Exploration du cerveau, neurosciences : avancées scientifiques, enjeux éthiques
Communiqué lu sur le site du Sénat le 1er avril 2008
http://www.senat.fr/presse/cp20080401.html
Chargés par l'OPECST d'évaluer la loi « bioéthique » du 6 août 2004, M . Alain Claeys, député SRC de la Vienne , et M. Jean-Sébastien Vialatte, député UMP du Var, ont poursuivi leur programme d'auditions. Après une première audition consacrée aux défis scientifiques et juridiques que le législateur devra relever lors de la révision de la loi de 2004, ils ont consacré une deuxième audition aux questions, non abordées par cette loi, liées aux progrès de l'exploration du cerveau et des neurosciences.
Les débats ont réuni des spécialistes de neurosciences et de neuro-imagerie cognitive, des professeurs de médecine, des neurobiologistes, des neurogénéticiens, des physiciens, des philosophes, des spécialistes de sciences humaines, des responsables d'instances d'éthique et des médiateurs civiques. L'état des lieux des nouvelles technologies fait apparaître que, désormais, on peut :-voir le cerveau fonctionner, -localiser avec précision des réseaux neuronaux impliqués dans l'apprentissage, la mémoire et d'autres fonctions, -isoler des gènes impliqués, pour partie, dans l'apparition de pathologies graves comme l'autisme,
-réduire par des implants cérébraux les effets de la maladie de Parkinson ou de certains types de dépression.
Ces nouvelles technologies accroissent les capacités de détection :
-d'une conscience résiduelle chez des patients en état de coma,
-de certaines pathologies de l'apprentissage comme la dyslexie ou la dyscalculie,
-des risques d'accidents vasculaires cérébraux. Cependant, le cerveau reste un continent à découvrir et le champ des incertitudes s'élargit à mesure des découvertes. On ignore notamment :
-la façon dont opèrent certaines stimulations par neuro-implants,
-le degré d'implication et les interactions des gènes dans certaines pathologies,
-la valeur prédictive de certaines images. Des risques de dérives ont été dénoncés :
- la volonté d'accroître la performance de certains humains, grâce à la convergence des sciences cognitives, de l'informatique, des biotechnologies et des nanotechnologies,
- la tentation de modifier et de classifier les comportements en reculant les seuils de tolérance (cas des enfants hyperactifs sous traitement),
- la tentation de modifier l'espèce humaine en augmentant les capacités de certains individus privilégiés et informés,
- l'utilisation des neurosciences dans les techniques de manipulation à des fins commerciales et prédictives du comportement des consommateurs,
- les dévoiements de la gestion de l'interface homme /machine. Certaines applications des nouvelles technologies suscitent des interrogations :
-quels seront les bénéfices pour les individus dans une société qui ne supporte plus l'incertitude ?
-quel sera le statut de la conscience, de la pensée, de l'âme ou de la volonté ?
-à qui bénéficieront ces nouvelles technologies ?

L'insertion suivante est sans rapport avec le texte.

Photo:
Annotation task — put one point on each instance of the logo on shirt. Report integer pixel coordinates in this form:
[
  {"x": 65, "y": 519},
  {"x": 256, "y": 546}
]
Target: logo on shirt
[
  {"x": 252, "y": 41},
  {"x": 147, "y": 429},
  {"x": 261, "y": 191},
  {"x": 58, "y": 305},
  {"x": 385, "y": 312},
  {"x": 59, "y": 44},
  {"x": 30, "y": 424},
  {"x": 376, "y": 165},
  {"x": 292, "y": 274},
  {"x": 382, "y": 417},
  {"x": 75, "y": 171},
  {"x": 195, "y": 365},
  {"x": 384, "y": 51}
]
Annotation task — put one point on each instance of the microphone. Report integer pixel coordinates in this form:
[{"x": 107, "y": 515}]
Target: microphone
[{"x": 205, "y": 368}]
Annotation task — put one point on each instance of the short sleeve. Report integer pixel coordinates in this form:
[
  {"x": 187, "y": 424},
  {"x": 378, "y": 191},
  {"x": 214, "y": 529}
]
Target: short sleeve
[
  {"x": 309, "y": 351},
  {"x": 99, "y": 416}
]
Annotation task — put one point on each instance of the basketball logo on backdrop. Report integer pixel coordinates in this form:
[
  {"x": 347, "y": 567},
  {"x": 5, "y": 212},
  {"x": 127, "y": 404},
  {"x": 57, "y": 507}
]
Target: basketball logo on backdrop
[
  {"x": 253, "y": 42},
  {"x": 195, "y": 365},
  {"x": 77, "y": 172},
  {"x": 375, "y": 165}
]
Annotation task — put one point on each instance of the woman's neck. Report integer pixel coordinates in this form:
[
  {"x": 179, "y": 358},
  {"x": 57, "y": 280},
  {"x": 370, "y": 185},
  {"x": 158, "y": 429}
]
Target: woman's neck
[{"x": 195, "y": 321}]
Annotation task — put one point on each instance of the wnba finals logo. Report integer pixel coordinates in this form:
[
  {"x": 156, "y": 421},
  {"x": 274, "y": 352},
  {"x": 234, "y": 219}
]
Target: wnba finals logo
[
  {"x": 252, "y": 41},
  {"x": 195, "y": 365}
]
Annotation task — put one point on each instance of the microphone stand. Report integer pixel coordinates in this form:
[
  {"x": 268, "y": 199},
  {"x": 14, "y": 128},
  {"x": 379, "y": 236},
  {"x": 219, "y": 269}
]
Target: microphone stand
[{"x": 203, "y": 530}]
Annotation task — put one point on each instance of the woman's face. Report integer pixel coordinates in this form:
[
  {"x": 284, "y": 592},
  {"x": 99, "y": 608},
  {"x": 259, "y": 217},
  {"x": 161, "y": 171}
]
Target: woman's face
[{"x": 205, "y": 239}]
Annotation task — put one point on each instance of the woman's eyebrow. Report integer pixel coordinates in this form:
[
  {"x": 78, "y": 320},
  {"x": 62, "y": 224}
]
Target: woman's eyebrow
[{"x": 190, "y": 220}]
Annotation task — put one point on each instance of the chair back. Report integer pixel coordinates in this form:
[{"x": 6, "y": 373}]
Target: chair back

-comment seront gérés les risques de stigmatisation de groupes humains par les employeurs et les compagnies d'assurance, avec un risque d'utilisation perverse du principe de précaution ?
-utilisera-t-on, comme aux Etats-Unis les neurosciences et la neuro-imagerie devant les tribunaux ?
-« biologisera-t-on » les responsabilités, au risque de bouleverser notre droit ?
- quels seront le statut du secret et la situation de celui qui ne souhaite pas être informé de sa pathologie ? Une information précise et claire, évitant la création de faux espoirs, mais permettant une meilleure connaissance des bons et des mauvais usages de ces découvertes a été demandée. Par la rapidité des changements et des transformations qu'elles recèlent, celles-ci génèrent des fantasmes et des inquiétudes dans la société. Aussi, la nécessité de débats interdisciplinaires a-t-elle été affirmée. Les débats participatifs qui se sont tenus en 2006 et 2007 ont révélé des questionnements sur la normalité, sur l'utilisation des médicaments, sur l'augmentation de la performance. Ils ont montré la maturité des citoyens, qui ont souhaité une meilleure information de chacun, une plus grande protection de l'individu et de son autonomie, ce que le législateur devra prendre en compte.